Spatial | Color histogram | HOG | Total | |
---|---|---|---|---|
Feature count | 12288 | 96 | 7056 | 19440 |
Extraction time (ms) | 0.006 | 0.4 | 3 | 3.41 |
In a basic frame we have 644 windows, resulting in total pipeline time 2.43 s, of which 2.23 s is feature extraction. Performing the feature extraction once per frame, and only afterwards slide windows over the features would increase speed greatly.
It would be interesting to try using a CNN-classifier instead of a SVM to see if performance improves further, both accuracy and speed. Given that we are working with image classification it would certainly be worth a try.

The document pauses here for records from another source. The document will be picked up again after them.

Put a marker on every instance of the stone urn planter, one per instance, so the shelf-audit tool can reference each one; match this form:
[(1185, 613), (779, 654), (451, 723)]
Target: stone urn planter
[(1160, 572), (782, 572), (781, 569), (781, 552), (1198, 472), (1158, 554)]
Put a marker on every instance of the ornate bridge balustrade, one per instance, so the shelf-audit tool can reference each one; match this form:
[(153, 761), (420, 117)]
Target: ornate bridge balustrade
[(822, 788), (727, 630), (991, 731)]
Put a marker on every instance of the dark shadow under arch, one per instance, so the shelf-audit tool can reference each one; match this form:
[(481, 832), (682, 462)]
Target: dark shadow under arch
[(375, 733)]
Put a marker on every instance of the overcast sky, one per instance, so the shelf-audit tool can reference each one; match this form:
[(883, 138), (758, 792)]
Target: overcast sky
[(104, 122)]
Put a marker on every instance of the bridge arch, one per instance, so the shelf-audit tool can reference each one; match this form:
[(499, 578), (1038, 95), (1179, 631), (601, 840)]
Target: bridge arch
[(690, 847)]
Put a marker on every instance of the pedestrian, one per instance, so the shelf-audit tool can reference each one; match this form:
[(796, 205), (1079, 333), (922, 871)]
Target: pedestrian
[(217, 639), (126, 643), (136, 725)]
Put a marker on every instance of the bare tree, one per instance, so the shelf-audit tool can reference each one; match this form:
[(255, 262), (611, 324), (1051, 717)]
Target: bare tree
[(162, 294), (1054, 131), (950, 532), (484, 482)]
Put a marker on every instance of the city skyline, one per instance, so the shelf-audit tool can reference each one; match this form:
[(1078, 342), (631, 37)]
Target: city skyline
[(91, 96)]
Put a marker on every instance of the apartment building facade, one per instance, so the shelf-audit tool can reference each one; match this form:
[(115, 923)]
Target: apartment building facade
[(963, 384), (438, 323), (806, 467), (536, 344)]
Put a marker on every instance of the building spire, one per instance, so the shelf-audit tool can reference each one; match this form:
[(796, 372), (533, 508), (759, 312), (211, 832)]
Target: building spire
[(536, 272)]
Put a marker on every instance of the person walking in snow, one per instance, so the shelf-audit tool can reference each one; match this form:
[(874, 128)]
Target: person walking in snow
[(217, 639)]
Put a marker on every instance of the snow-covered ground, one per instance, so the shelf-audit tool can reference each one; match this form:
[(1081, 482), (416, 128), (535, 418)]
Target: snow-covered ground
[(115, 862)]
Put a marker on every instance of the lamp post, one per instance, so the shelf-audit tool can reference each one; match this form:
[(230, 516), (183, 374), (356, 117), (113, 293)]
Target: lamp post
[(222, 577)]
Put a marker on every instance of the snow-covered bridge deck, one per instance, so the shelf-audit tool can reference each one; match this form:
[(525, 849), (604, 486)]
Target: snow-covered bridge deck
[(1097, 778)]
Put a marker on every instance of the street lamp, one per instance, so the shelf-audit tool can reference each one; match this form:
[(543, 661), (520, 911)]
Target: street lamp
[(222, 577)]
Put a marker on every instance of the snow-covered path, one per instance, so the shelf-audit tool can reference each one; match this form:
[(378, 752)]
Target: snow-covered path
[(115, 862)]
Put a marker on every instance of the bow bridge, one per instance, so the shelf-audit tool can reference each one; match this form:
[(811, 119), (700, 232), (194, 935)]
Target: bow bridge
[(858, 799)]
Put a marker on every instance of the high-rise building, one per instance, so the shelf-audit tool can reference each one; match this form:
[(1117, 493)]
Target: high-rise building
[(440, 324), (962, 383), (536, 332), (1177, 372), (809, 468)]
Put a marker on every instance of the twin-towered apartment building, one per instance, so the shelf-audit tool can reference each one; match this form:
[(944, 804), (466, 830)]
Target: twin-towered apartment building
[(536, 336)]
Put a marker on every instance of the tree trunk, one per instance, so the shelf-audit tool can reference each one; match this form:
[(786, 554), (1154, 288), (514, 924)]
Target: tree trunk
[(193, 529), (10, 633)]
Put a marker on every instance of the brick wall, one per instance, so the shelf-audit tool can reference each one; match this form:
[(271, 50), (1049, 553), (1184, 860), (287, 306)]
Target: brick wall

The test accuracy of the SVM classifier was >99% which is, while not out-of-this-world, more than enough for this application if coupled with some filtering downstream. It's likely that considerable speed gains can be achieved by reducing HOG features, while still maintaining good detection performance.
When using heatmap averaging in order to reduce the number of false positives care must be taken to not include too many frames. Detection speed will otherwise suffer, and it will be much harder to detect vehicles with high speed relative to the camera. One option will be to use weighted averaging where the most recent frames carry more importance.
There was data from the project video present in the training data. It's therefore possible that performance on a previously unseen road will be worse than the level achieved in this project.